08.10.2015

Missstände beim Bundesfreiwilligendienst

Treffen mit Vertretern der technikhistorischen Museen Südwestsachsens

Michael Leutert

Die Probleme des Bundesfreiwilligendienstes - Darum ging es in einem Gespräch, zu dem sich am 7. Oktober die Vertreter der technikhistorischen Museen Südwestsachsens mit den drei Chemnitzer Bundestagsabgeordneten, neben mir noch Frank Heinrich (CDU) und Detlef Müller (SPD), im Industriemuseum Chemnitz zusammengefunden hatten. Initiiert worden war das Gespräch von Wolfgang Vogel, dem Vorsitzenden der Eisenbahnfreunde Richard Hartmann e.V., die in Hilbersdorf eine tolle ehrenamtliche - von Bufdis unterstützte! - Arbeit zum Erhalt des historisch bedeutenden Industriedenkmals machen. Zu Herrn Vogel und den Eisenbahnfreunden habe ich seit Jahren engen Kontakt und habe mich zwei Mal erfolgreich für Fördergelder für sie eingesetzt. So war es für mich quasi ein halbes Heimspiel.

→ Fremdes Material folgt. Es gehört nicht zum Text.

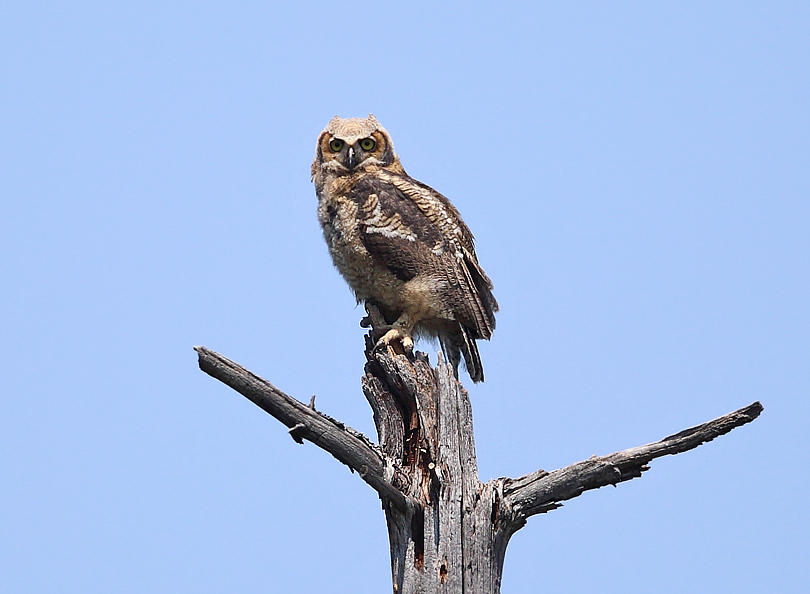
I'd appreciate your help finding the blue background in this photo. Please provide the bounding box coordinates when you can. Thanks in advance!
[0,2,810,593]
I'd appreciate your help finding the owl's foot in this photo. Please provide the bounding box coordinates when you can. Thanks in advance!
[374,324,413,353]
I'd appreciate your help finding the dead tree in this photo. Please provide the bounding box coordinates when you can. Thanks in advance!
[196,312,762,594]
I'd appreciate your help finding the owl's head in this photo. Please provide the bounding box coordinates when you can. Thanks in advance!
[312,114,401,177]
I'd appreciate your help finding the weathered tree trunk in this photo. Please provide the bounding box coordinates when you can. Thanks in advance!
[196,324,762,594]
[363,344,513,594]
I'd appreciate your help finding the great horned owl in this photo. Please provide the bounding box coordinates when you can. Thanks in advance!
[312,115,498,382]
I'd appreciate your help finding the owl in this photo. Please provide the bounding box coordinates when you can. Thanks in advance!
[312,115,498,382]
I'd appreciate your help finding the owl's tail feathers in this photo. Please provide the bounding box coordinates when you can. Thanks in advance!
[439,324,484,383]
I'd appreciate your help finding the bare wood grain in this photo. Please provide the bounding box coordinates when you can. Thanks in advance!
[194,346,413,508]
[503,402,762,525]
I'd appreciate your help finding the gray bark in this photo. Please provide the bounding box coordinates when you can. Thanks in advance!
[196,336,762,594]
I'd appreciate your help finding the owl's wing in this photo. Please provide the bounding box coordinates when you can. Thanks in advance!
[352,177,498,338]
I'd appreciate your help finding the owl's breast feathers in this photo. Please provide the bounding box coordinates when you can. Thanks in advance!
[319,170,498,339]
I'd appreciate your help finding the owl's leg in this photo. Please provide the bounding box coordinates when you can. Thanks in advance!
[374,312,415,353]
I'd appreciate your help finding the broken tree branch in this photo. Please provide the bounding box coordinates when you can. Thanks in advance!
[503,402,762,527]
[194,346,414,509]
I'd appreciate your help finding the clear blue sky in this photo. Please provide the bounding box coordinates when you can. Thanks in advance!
[0,2,810,594]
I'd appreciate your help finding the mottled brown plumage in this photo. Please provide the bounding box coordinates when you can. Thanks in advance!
[312,115,498,382]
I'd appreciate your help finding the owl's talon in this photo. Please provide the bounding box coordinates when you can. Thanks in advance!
[374,326,413,353]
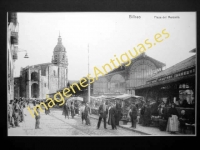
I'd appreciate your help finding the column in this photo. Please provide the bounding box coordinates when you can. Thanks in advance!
[27,68,31,98]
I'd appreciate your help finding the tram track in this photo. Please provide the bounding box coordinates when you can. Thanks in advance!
[49,114,91,136]
[49,110,130,136]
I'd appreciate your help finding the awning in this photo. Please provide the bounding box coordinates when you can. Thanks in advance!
[67,97,83,102]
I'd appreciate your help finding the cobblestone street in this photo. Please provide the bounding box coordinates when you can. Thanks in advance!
[8,105,140,136]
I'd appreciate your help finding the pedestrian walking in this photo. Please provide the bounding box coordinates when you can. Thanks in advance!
[8,100,15,128]
[130,103,137,128]
[143,102,151,126]
[74,101,79,115]
[97,101,108,129]
[84,103,91,126]
[19,100,24,122]
[14,99,20,127]
[110,104,117,130]
[63,101,69,119]
[80,103,86,124]
[115,103,121,126]
[107,103,112,125]
[34,107,41,129]
[166,103,178,134]
[71,102,75,118]
[45,102,50,115]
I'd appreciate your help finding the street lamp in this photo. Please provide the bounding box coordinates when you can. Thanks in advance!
[16,47,29,58]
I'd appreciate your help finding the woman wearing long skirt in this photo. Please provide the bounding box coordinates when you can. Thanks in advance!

Herr Vogel, der das Gespräch auch moderierte, machte eingangs die Probleme deutlich: Der Bundesfreiwilligendienst sei für kleine Einheiten wie ehrenamtlich geführte Museen kaum noch beherrschbar. Die großen Sozialverbände hätten durch Lobbyarbeit dieses Feld weitgehend an sich gerissen. Es gehe nicht mehr um Inhalte, sondern um Auslastung der Bildungszentren der Sozialverbände und Beschäftigungssicherung für die pädagogischen Fachkräfte. Es sei zudem völlig unverständlich, wieso teilweise mit Bufdi-Stellen sogar Handel getrieben werde.

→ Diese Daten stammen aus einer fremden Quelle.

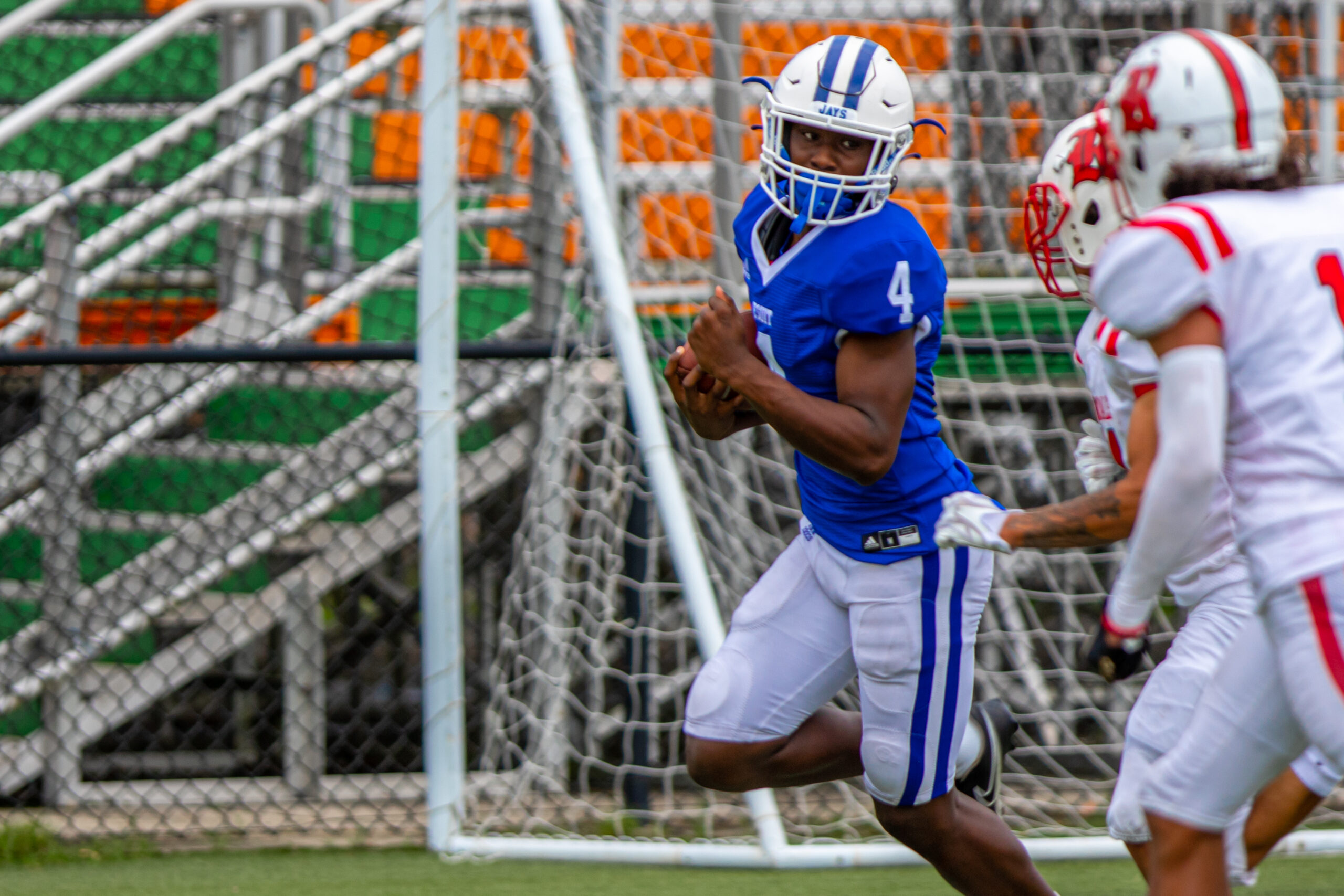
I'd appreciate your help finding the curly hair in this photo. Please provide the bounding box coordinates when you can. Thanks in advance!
[1162,152,1306,199]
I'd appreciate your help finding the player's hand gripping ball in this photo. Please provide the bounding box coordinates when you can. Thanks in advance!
[676,290,765,398]
[1082,613,1148,682]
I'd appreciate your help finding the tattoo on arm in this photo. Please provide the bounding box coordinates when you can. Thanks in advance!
[1001,485,1137,548]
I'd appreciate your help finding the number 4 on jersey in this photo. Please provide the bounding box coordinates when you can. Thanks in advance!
[887,262,915,324]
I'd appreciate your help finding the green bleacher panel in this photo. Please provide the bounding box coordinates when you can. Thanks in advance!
[350,115,374,177]
[0,0,145,19]
[0,528,164,583]
[206,385,387,445]
[0,118,216,186]
[359,286,532,343]
[93,457,274,513]
[353,197,485,262]
[0,34,219,103]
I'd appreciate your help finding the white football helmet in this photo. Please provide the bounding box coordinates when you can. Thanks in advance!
[1104,28,1287,216]
[1024,108,1125,298]
[746,35,915,233]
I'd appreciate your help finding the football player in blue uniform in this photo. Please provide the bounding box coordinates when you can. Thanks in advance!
[665,35,1051,896]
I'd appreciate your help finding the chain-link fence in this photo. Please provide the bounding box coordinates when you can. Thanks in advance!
[0,0,1334,842]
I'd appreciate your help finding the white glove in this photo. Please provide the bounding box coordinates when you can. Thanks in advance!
[933,492,1022,553]
[1074,420,1125,494]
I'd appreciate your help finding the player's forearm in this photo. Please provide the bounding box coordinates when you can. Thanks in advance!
[730,364,900,485]
[999,480,1142,548]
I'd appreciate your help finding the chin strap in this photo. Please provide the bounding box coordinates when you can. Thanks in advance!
[774,146,859,234]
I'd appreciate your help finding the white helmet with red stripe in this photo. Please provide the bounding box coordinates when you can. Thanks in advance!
[1105,28,1287,216]
[1024,106,1125,298]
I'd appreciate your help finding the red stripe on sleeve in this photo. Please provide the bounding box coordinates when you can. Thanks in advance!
[1106,326,1119,357]
[1106,427,1125,466]
[1303,576,1344,696]
[1130,220,1208,274]
[1184,28,1251,149]
[1167,202,1233,258]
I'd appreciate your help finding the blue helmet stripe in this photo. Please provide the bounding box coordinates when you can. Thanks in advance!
[812,35,849,102]
[844,40,878,109]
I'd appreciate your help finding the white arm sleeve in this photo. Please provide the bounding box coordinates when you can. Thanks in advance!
[1106,345,1227,629]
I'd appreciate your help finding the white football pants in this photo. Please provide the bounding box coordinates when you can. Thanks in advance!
[686,521,993,806]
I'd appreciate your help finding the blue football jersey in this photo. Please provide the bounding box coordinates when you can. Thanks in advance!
[732,187,974,563]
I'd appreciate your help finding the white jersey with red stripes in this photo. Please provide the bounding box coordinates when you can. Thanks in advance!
[1075,308,1246,607]
[1091,185,1344,593]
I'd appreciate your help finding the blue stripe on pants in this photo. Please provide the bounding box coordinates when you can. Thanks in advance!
[898,551,939,806]
[929,548,970,799]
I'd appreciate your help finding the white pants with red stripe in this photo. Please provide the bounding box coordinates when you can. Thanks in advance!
[1140,570,1344,830]
[684,521,994,806]
[1106,577,1255,844]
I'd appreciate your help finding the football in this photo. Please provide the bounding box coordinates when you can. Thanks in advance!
[676,308,765,392]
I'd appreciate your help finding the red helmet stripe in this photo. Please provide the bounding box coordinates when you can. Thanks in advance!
[1130,220,1208,274]
[1167,202,1233,258]
[1184,28,1251,149]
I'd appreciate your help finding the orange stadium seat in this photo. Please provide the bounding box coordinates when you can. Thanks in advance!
[1008,99,1046,159]
[79,296,215,345]
[891,187,951,250]
[509,109,532,180]
[372,109,504,181]
[145,0,187,19]
[308,296,359,343]
[621,106,713,161]
[640,194,713,260]
[485,194,582,267]
[346,31,388,98]
[458,26,531,81]
[621,23,713,78]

Die hier verknappt wiedergegebene Darstellung kann ich nur bestätigen. Natürlich war die Frage an uns Politiker, wie die Situation geändert werden kann, verbunden mit der Aufforderung es zu tun. Heinrich und Müller hatten als Vertreter der in Berlin die Regierung stellenden Parteien keinen leichten Stand, aber auch keine guten Antworten parat. Ihre Einstellung, dass der Bundesfreiwilligendienst nicht zum Lücken füllen gedacht sei, provozierte die Frage, was die Alternative sein soll: Schließung? Eine schlüssige Antwort gab es darauf nicht.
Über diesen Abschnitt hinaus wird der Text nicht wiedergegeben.